Three-bean Veggie Chili
makes 6-8 servings
1 small onion
4-6 cloves of garlic
2 Tbsp olive oil
1 small carrot
1 small zucchini
1 small red bell pepper
3 Tbsp chili powder
1 Tbsp green New Mexico chili powder
1 Tbsp jalapeno chili powder
3-4 Tbsp cumin
1 tsp cayenne
2 tsp salt (or to taste)
1 tsp finely ground black pepper (or to taste)
15oz. can black beans
15oz. can kidney beans
15oz. can great northern beans
15oz. can petite diced tomatoes
15oz. can crushed tomatoes
6oz. can tomato paste
2 cups water or vegetable stock
Dice onion and mince garlic. Saute in olive oil in a large soup pot over medium heat until softened, about 2 minutes. Chop remaining vegetables into small dice. Add carrot to pot and cook, stirring occasionally until they begin to soften, about 6 minutes. Add zucchini and green pepper, and cook another minute or two. Add seasonings and stir to coat evenly, saute for a minute or two. Add tomatoes, paste and water/stock. Scrape up any bits stuck to the bottom of the pot. Stir and cook over medium heat until lightly bubbling. Reduce heat to simmer and cook 20-30 minutes stirring occasionally. Add more water/stock if too thick. Serve with minced raw onions and a dollop of plain non-fat yogurt if desired.
1 cup of chili served over half of a large baked sweet potato is about 250 calories

Friday, April 12, 2013

Heirloom Caprese Melt

My local grocery store had some beautiful organic heirloom tomatoes yesterday. I never really loved eating raw tomatoes until I tried heirlooms. This is what a tomato should taste like. Some of the other varieties are okay in a pinch, but given a choice I'll take the heirlooms evey time, thank you very much. For lunch today, I wanted to use up some of the odds and ends in the fridge before I go grocery shopping this weekend. On the counter I noticed the end of a loaf of Italian bread that the rest of the family had with dinner last night, and in a basket next to the bread sat my heirloom tomatoes. Mona Lisa, an Italian grocer and deli in San Diego's Little Italy, makes a delicious caprese sub with fresh mozzarella on crusty Italian bread.

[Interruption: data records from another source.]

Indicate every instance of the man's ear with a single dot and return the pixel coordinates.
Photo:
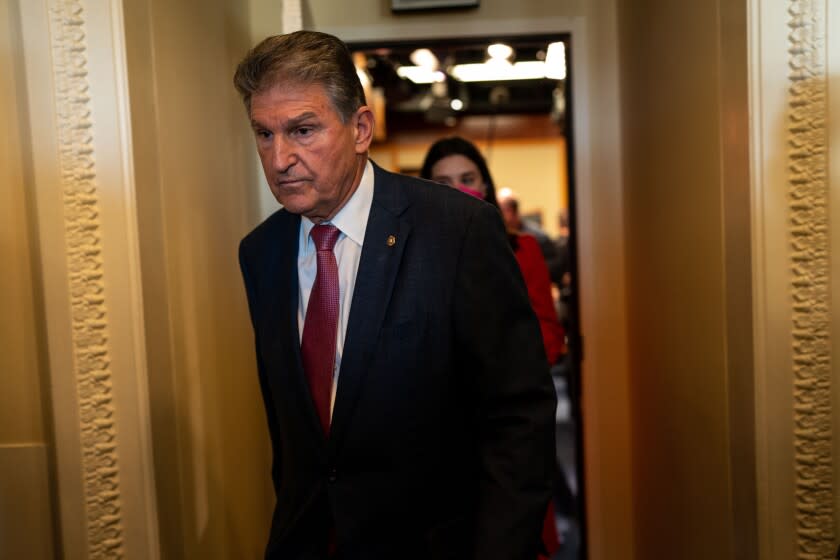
(364, 122)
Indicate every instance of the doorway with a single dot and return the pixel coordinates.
(511, 96)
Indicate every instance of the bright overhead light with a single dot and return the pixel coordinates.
(424, 58)
(555, 61)
(500, 51)
(491, 72)
(420, 74)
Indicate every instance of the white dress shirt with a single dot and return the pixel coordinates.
(351, 220)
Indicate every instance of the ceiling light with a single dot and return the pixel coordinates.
(500, 51)
(555, 61)
(420, 74)
(526, 70)
(424, 58)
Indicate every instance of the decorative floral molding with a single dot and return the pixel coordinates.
(101, 485)
(809, 235)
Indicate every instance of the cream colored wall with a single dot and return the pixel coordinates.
(25, 493)
(194, 166)
(687, 235)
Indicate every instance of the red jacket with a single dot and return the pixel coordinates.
(535, 272)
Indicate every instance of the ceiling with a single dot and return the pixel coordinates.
(451, 96)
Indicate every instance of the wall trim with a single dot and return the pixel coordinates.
(792, 279)
(89, 313)
(810, 286)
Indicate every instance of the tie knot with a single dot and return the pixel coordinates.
(324, 237)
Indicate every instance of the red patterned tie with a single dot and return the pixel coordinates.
(320, 327)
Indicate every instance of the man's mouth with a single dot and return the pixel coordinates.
(289, 182)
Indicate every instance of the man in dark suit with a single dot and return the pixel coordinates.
(405, 385)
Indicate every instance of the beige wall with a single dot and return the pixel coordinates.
(687, 235)
(25, 501)
(609, 493)
(193, 162)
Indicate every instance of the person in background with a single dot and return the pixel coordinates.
(509, 205)
(456, 162)
(408, 419)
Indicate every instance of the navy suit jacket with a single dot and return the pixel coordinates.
(442, 436)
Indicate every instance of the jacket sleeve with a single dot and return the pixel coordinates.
(502, 353)
(271, 418)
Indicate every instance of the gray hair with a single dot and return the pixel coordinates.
(302, 58)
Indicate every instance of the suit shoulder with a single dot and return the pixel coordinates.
(433, 197)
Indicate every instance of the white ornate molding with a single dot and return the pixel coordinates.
(810, 289)
(89, 312)
(81, 177)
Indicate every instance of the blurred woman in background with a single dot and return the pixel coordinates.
(456, 162)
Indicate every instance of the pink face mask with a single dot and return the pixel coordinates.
(471, 192)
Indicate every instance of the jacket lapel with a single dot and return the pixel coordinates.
(385, 239)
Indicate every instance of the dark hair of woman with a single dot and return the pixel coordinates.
(455, 145)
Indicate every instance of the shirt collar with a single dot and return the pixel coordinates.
(353, 216)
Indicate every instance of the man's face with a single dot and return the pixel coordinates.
(313, 162)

That sounded good, but all I had in the fridge was some shredded mozzarella and I was picturing it melted & caramelized, so this is what I came up with:
Heirloom Caprese Melt
(makes 4)
1 small loaf of Italian or French bread (baguette)
3 heirloom tomatoes
1 cup shredded mozzarella
1/4 cup shredded Parmesan
1/4 cup extra virgin olive oil
1/4 cup white balsamic vinegar
1 clove of garlic
1 Tbsp fresh oregano
1 Tbsp fresh basil
1 Tbsp fresh rosemary
salt & freshly ground black pepper
Preheat broiler on low setting. Finely mince the garlic and herbs. Mix 1 tsp of the herb mixture with the olive oil, vinegar, salt and pepper. Cut the bread in half across the middle, then slice each half lengthwise, scoop out some of the soft insides and place cut side up on a sheet pan. Core and slice the tomatoes and arrange on bread halves. Drizzle each with 1 Tbsp of the oil and vinegar mixture. Sprinkle evenly with mozzarella, Parmesan, remaining herbs, salt and pepper. Place into broiler, and cook until cheese is melted and beginning to brown, watch carefully so it doesn't burn.
I served this with small hearts of romaine, sliced crosswise, drizzled with remaining dressing and sprinkled with additional Parmesan cheese and black pepper.
With the salad, it's about 482 calories per serving.